6. Intervention de la procureure :

« C’est dans l’air du temps. Il y a des manifestations plus festives que d’autres. Même si on peut vouloir exprimer des opinions, certains individus profitent d’événements, des manifestations, pour dégrader, commettre des violences, des outrages et des rébellions.
A. est un des principaux protagonistes. Il avait le bas du visage caché par un keffieh.
Il est de toutes façons co-auteur de ces violences qui sont caractérisées puisqu’il était dans ce groupe. Il est un citoyen. Il a voulu jouer au justicier, il faut qu’il assume.
Il a une haine des policiers.
Il faut respecter l’état de droit. Dans les pays du Maghreb, en Chine, en Corée du Nord, il n’y a pas de droits quand les policiers vous interpellent. J’espère que vous sortirez du tribunal avec une autre image des forces de l’ordre.
Il aurait pu aussi être inculpé d’outrage pour les insultes très violentes qu’il a proféré.
Vu que c’est un primo-délinquant, mais qu’il faut éviter la réitération et changer l’image qu’il a des forces de l’ordre, je requiers 6 mois de prison avec sursis. »

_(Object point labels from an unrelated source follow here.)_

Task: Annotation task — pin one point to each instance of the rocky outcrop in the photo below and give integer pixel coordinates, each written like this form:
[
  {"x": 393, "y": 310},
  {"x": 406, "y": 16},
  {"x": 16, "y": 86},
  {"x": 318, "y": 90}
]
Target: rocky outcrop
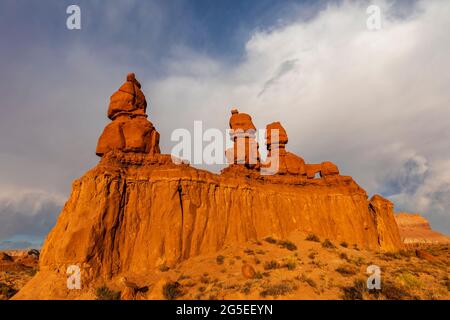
[
  {"x": 137, "y": 210},
  {"x": 415, "y": 229}
]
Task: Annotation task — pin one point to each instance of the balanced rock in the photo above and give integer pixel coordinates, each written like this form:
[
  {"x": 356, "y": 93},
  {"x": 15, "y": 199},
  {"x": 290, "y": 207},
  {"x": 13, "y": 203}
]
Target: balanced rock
[
  {"x": 243, "y": 134},
  {"x": 279, "y": 161},
  {"x": 129, "y": 131}
]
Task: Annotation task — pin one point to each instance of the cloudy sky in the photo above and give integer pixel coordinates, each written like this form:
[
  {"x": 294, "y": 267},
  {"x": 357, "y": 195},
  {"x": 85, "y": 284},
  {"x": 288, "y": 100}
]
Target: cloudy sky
[{"x": 376, "y": 102}]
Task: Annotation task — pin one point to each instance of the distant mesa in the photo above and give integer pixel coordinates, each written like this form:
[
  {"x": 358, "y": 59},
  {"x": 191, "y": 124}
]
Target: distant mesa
[{"x": 415, "y": 229}]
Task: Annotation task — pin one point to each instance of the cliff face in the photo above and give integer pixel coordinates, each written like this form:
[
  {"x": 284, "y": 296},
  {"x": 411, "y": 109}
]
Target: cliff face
[
  {"x": 125, "y": 218},
  {"x": 137, "y": 210},
  {"x": 415, "y": 229}
]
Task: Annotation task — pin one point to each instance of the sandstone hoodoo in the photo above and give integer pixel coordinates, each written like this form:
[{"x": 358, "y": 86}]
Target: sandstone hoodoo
[{"x": 137, "y": 212}]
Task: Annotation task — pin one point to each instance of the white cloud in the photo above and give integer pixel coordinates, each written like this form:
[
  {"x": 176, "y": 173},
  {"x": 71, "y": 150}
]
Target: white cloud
[{"x": 368, "y": 100}]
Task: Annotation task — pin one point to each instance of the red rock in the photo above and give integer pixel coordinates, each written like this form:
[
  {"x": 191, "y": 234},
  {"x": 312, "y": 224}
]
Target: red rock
[
  {"x": 415, "y": 229},
  {"x": 248, "y": 271},
  {"x": 130, "y": 130},
  {"x": 136, "y": 209},
  {"x": 426, "y": 256},
  {"x": 387, "y": 230},
  {"x": 243, "y": 134}
]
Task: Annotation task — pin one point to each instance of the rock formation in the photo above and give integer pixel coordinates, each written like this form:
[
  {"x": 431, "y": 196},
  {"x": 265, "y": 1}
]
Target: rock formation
[
  {"x": 415, "y": 229},
  {"x": 129, "y": 131},
  {"x": 136, "y": 210},
  {"x": 245, "y": 148}
]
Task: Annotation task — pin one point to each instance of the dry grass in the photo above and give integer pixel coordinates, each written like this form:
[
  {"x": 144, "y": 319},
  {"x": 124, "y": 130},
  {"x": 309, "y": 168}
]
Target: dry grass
[
  {"x": 172, "y": 290},
  {"x": 312, "y": 237}
]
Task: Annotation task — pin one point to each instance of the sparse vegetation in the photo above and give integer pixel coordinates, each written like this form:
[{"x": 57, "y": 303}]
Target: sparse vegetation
[
  {"x": 291, "y": 265},
  {"x": 278, "y": 289},
  {"x": 104, "y": 293},
  {"x": 346, "y": 271},
  {"x": 312, "y": 255},
  {"x": 409, "y": 280},
  {"x": 355, "y": 292},
  {"x": 220, "y": 259},
  {"x": 343, "y": 256},
  {"x": 7, "y": 291},
  {"x": 172, "y": 290},
  {"x": 205, "y": 279},
  {"x": 164, "y": 268},
  {"x": 393, "y": 292},
  {"x": 249, "y": 251},
  {"x": 307, "y": 280},
  {"x": 328, "y": 244},
  {"x": 287, "y": 245},
  {"x": 282, "y": 243},
  {"x": 312, "y": 237},
  {"x": 271, "y": 265},
  {"x": 270, "y": 240}
]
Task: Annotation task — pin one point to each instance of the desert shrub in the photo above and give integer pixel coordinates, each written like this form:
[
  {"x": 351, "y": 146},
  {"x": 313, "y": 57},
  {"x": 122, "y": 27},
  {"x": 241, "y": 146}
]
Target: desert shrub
[
  {"x": 172, "y": 290},
  {"x": 393, "y": 292},
  {"x": 183, "y": 277},
  {"x": 279, "y": 289},
  {"x": 346, "y": 271},
  {"x": 328, "y": 244},
  {"x": 7, "y": 291},
  {"x": 164, "y": 268},
  {"x": 249, "y": 251},
  {"x": 270, "y": 240},
  {"x": 312, "y": 255},
  {"x": 447, "y": 284},
  {"x": 287, "y": 245},
  {"x": 355, "y": 292},
  {"x": 269, "y": 265},
  {"x": 359, "y": 261},
  {"x": 104, "y": 293},
  {"x": 343, "y": 256},
  {"x": 205, "y": 279},
  {"x": 220, "y": 259},
  {"x": 246, "y": 288},
  {"x": 312, "y": 237},
  {"x": 409, "y": 280},
  {"x": 308, "y": 280},
  {"x": 291, "y": 265}
]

7. L’avocate de A. pour la plaidoirie de défense :

« J’ai senti une grande indignation dans le tribunal.
Il ne faut pas confondre manifestation et cortège de carnaval. Pourquoi serait-il suspect de venir au carnaval de Marseille ? C’est un événement festif et politique important dans notre ville. On la veut attractive...
Ce carnaval est une tradition, une institution. Déjà en 2014, on a interdit d’aller au bout de cette tradition en empêchant de brûler le pantin (caramentran) en fin de carnaval. Plusieurs interpellations et des condamnations lourdes. On a l’impression qu’en fait ce carnaval est attendu par les forces de l’ordre. Et qu’on peut se poser la question d’un état policier quand on voit que les forces de l’ordre sont surreprésentées dans un événement censé être festif. C’est un événement important, subversif, qui permet une critique de notre société.

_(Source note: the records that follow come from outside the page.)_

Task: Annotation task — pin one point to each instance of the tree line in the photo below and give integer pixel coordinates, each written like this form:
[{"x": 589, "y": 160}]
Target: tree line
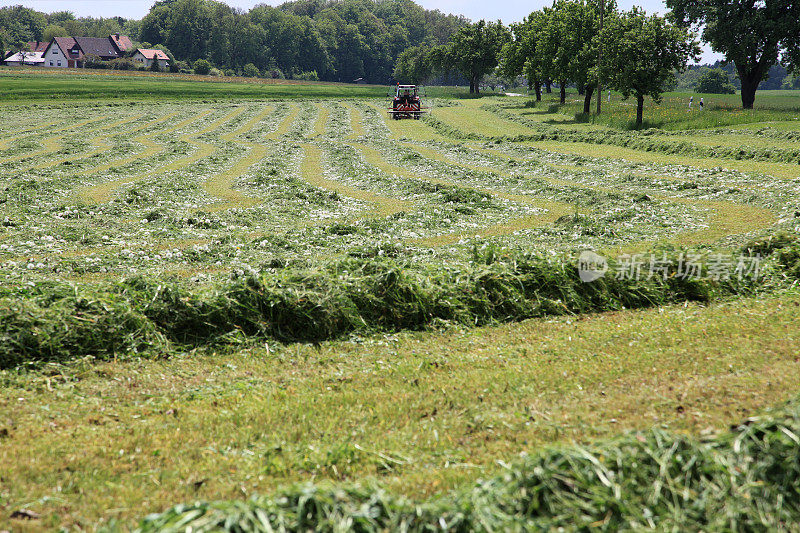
[
  {"x": 344, "y": 40},
  {"x": 591, "y": 43}
]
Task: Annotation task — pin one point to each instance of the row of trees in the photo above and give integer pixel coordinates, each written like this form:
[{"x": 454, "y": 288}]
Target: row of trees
[
  {"x": 340, "y": 40},
  {"x": 590, "y": 43},
  {"x": 639, "y": 56}
]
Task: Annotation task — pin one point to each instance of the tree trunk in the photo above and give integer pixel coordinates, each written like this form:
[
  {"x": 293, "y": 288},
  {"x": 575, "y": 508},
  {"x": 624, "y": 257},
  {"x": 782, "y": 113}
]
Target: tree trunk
[
  {"x": 587, "y": 99},
  {"x": 639, "y": 110}
]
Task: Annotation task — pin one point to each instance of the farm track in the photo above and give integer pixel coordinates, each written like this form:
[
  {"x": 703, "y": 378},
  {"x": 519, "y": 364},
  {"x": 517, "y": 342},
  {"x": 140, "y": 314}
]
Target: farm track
[
  {"x": 100, "y": 144},
  {"x": 104, "y": 192},
  {"x": 725, "y": 218}
]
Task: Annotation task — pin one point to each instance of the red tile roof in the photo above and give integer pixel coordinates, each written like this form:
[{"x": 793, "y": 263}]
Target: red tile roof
[
  {"x": 66, "y": 44},
  {"x": 122, "y": 42},
  {"x": 150, "y": 53},
  {"x": 38, "y": 46}
]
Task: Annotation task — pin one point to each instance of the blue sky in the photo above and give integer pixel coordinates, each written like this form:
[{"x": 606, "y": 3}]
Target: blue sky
[{"x": 505, "y": 10}]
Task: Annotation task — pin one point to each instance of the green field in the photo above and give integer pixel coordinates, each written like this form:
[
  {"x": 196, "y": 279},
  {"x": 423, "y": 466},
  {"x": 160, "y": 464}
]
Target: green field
[{"x": 216, "y": 289}]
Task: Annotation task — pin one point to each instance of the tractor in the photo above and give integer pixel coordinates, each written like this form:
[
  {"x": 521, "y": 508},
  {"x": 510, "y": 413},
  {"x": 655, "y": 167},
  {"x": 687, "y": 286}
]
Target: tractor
[{"x": 407, "y": 103}]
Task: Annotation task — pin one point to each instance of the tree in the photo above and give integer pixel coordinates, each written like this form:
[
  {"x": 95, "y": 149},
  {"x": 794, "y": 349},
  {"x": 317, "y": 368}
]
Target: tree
[
  {"x": 714, "y": 81},
  {"x": 641, "y": 55},
  {"x": 201, "y": 66},
  {"x": 752, "y": 35},
  {"x": 518, "y": 57},
  {"x": 474, "y": 50}
]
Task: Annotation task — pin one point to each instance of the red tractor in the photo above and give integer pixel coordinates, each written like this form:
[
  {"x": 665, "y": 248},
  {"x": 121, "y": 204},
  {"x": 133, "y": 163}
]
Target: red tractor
[{"x": 407, "y": 103}]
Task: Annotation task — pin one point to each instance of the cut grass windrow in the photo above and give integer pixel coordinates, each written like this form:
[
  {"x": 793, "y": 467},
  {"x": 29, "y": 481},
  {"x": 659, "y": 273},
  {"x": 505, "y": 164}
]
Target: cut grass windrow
[
  {"x": 221, "y": 185},
  {"x": 313, "y": 173},
  {"x": 104, "y": 192},
  {"x": 100, "y": 143},
  {"x": 744, "y": 480},
  {"x": 51, "y": 144}
]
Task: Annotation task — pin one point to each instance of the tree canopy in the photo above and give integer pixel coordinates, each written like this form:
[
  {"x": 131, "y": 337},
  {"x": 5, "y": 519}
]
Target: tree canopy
[
  {"x": 714, "y": 81},
  {"x": 643, "y": 53}
]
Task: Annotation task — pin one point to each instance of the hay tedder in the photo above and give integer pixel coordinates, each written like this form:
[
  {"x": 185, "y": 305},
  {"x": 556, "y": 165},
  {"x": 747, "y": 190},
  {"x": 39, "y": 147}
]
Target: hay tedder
[{"x": 407, "y": 103}]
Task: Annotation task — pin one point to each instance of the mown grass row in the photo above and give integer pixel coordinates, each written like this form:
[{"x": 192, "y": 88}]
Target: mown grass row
[
  {"x": 744, "y": 480},
  {"x": 639, "y": 140},
  {"x": 369, "y": 293}
]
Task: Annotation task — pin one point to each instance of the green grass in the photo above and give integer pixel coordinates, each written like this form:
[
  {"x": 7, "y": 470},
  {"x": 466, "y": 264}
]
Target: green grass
[
  {"x": 744, "y": 480},
  {"x": 673, "y": 112},
  {"x": 419, "y": 413},
  {"x": 358, "y": 310}
]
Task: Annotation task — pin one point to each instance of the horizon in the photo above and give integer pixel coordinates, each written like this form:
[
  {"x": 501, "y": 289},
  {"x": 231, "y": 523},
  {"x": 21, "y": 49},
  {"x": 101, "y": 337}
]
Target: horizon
[{"x": 506, "y": 11}]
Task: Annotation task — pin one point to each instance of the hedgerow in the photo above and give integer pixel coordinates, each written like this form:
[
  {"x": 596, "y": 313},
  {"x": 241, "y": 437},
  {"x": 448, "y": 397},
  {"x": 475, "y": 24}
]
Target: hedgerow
[{"x": 56, "y": 322}]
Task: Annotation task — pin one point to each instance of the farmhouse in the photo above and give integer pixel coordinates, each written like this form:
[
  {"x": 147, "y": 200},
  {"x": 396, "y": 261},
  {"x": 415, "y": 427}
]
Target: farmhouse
[
  {"x": 71, "y": 52},
  {"x": 146, "y": 56}
]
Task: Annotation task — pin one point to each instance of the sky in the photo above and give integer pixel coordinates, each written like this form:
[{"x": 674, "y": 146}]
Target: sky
[{"x": 506, "y": 10}]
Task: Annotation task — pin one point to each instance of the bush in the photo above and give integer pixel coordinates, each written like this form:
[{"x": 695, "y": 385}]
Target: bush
[
  {"x": 250, "y": 71},
  {"x": 714, "y": 81},
  {"x": 202, "y": 67},
  {"x": 743, "y": 480}
]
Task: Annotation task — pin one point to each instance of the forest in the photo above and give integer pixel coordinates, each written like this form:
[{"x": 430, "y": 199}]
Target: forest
[{"x": 337, "y": 41}]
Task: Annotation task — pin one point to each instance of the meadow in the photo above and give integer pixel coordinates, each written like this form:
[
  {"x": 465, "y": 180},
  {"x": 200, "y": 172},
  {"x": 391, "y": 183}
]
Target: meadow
[{"x": 218, "y": 289}]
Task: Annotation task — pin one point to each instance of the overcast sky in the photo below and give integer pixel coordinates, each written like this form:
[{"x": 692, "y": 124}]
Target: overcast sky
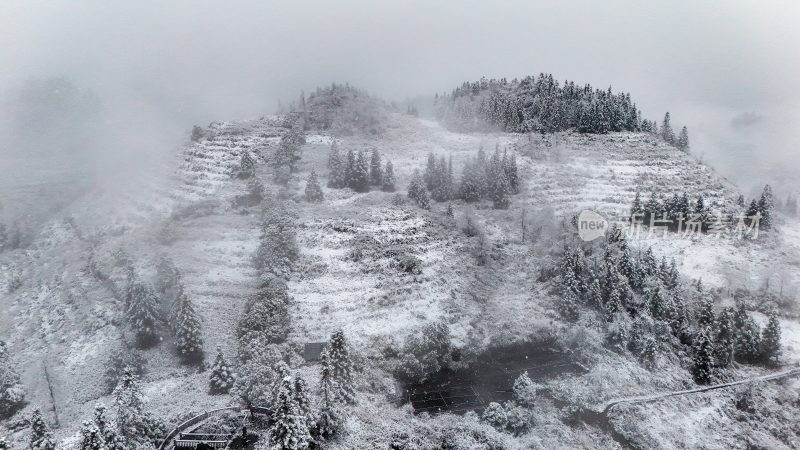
[{"x": 708, "y": 62}]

A. voit des personnes (policiers en civil) rouer de coups des jeunes. Il ne comprend plus les raisons de l’encadrement policier. Il revient dans le cortège pour s’interposer.

Dans les pv on ajoute, puis on abandonne les infractions "incitation à rébellion", "incitation à la violence", "dissimulation de son visage" pendant un carnaval !

On le dit meneur d’un groupe de marginaux qui traînent souvent sur la plaine. Ne pas condamner A. parce qu’on a pas réussi, dans la confusion, à interpeller les 3 individus qu’on voulait interpeller. Ne pas lui mettre tout sur le dos.

Résistance violente ? Il s’est juste accroché à un poteau. C’est une résistance passive.

La rébellion ne doit pas être confondue avec de la violence.

Par rapport aux violences sur le flic avec ITT, aucun élément dans les 36h de GAV, pas de preuves, pas de confrontations. Confusions lors de l’interpellation de A.

Le contexte familial difficile de A. Pas d’antécédents judiciaire. Pas de résistance pendant la GAV. Ce n’est pas le casseur que vous voulez voir. »

Elle demande à ce que la partie civile soit déboutée et la relaxe de A.

8. Après suspension, rendu de la décision par la juge :

Sur les irrégularités, les policiers n’ont rien à se reprocher lors de la GAV.

A. est relaxé pour les violences ayant entraîné une ITT sur un des flics, faute d’éléments.

A. est déclaré - coupable des violences sans ITT sur les autres flics parce qu’il fait parti d’un groupe
- coupable de violences verbales
- coupable de résistance

Il est condamné à 4 mois de prison avec sursis pendant 5 ans et à effectuer un stage de citoyenneté à ses frais.